# Best snorkel / beaches in St. John



## smitte2 (Mar 29, 2006)

Hi,

A group of 4 of us are going to be at the Westin St. John in May this year and was hoping to get some recommendations for some good snorkel spots as well as great beaches.  I have been to St. John for a day and have snorkeled at Trunk Bay and Watermelon Kay and enjoyed them both quite a bit.  I really enjoy snorkeling so all recommendations are appreciated.  Any good places to see Turtles, Rays, Eels etc.?

Any beach or restaurant recommendations are appreciated as well.

Thanks!!!!!  

Steve


----------



## DavidnRobin (Mar 29, 2006)

You can get all this info (and more) by reading the VINOW message board (google -VINOW) - these messages come both from locals and visitors.  Use the Search feature and be prepared to spend hours reading...

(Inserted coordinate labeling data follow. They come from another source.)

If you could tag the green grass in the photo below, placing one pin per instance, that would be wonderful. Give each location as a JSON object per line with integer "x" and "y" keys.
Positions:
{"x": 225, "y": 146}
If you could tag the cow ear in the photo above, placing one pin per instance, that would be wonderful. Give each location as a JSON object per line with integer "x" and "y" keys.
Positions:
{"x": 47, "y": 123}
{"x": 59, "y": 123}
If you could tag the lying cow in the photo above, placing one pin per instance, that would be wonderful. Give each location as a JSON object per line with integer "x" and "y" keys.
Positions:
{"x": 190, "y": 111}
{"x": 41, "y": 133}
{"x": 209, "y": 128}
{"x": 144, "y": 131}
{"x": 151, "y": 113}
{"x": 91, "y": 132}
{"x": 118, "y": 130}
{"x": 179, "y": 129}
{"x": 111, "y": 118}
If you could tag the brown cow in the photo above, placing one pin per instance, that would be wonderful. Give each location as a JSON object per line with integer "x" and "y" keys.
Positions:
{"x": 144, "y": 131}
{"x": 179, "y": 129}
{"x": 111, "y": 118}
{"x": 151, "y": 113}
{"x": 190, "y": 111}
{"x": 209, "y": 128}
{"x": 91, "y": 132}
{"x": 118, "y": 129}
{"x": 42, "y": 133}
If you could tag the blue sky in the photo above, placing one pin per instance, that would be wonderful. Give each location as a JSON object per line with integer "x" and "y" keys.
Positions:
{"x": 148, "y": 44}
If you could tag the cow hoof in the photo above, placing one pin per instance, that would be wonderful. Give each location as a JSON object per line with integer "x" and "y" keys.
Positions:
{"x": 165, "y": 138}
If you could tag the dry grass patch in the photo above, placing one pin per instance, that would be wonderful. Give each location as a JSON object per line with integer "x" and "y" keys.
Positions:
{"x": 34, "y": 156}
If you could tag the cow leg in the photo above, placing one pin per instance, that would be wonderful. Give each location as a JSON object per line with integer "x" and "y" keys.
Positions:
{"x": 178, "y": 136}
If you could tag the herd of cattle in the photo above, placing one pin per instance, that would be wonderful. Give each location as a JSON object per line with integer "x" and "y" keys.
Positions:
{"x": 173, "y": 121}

Enjoy - let us know how it went.  I will be there in June (can't wait).


----------



## rusty (Mar 30, 2006)

Trunk Bay-
- underwater snorkel trail. BUT find out if there is a day when the cruise ships are not in and go then.
otherwise, go either really early or somewhat late in the day as everyone leaves to ferry back to St.Thomas.


----------



## kcgriffin (Mar 30, 2006)

Some St John suggestions…

Delbert Hill car and jeep rental (340) 776-6637 
I like them because they are located right downtown and you can park in their lot, parking can get to be a problem sometimes.

Restaurants

•	Asolare (great for sunsets)
•	Zozo (also sunsets)
•	La Tapa
•	Tage
•	Morgans Mango
•	Lime Inn
•	Panini Beach (excellent Italian)
•	Joes BBQ hut in the center of town (it is open air, you can’t miss it!)
•	Miss Lucy’s in Coral Bay for Sunday brunch
•	Skinny Legs in Coral Bay for the best burgers on the island

Bars

•	Make sure you visit the Beach Bar.  Kenny Chesney owns a villa on St. John and has been known to make an appearance with his band and play at the Bar.

•	Woody’s Seafood shack 

•	Rumbalaya 

•	Duffys Love Shack


----------



## akbmusic (Apr 5, 2006)

*Good snorkeling beaches*

Some good snorkeling beaches on St. John that don't get the traffic that Trunk Bay does are:

1. Honeymoon Beach (also one of the prettiest beaches on the island IMHO)
2. Hawksnest Bay-good for the Rays and Turtles, especially the East end!
3.Watermelon Bay-not far from Watermelon Cay-check out the Annaberg plantation ruins on the way. They are very interesting!
4. Reef Bay (at the south end of the island. Have to get there by boat or hike the Reef Bay trail-long!)
5. Salt Pond Bay on the Southeast end of the island. Also only accessible by boat or hiking a trail.

Hope that helps!


----------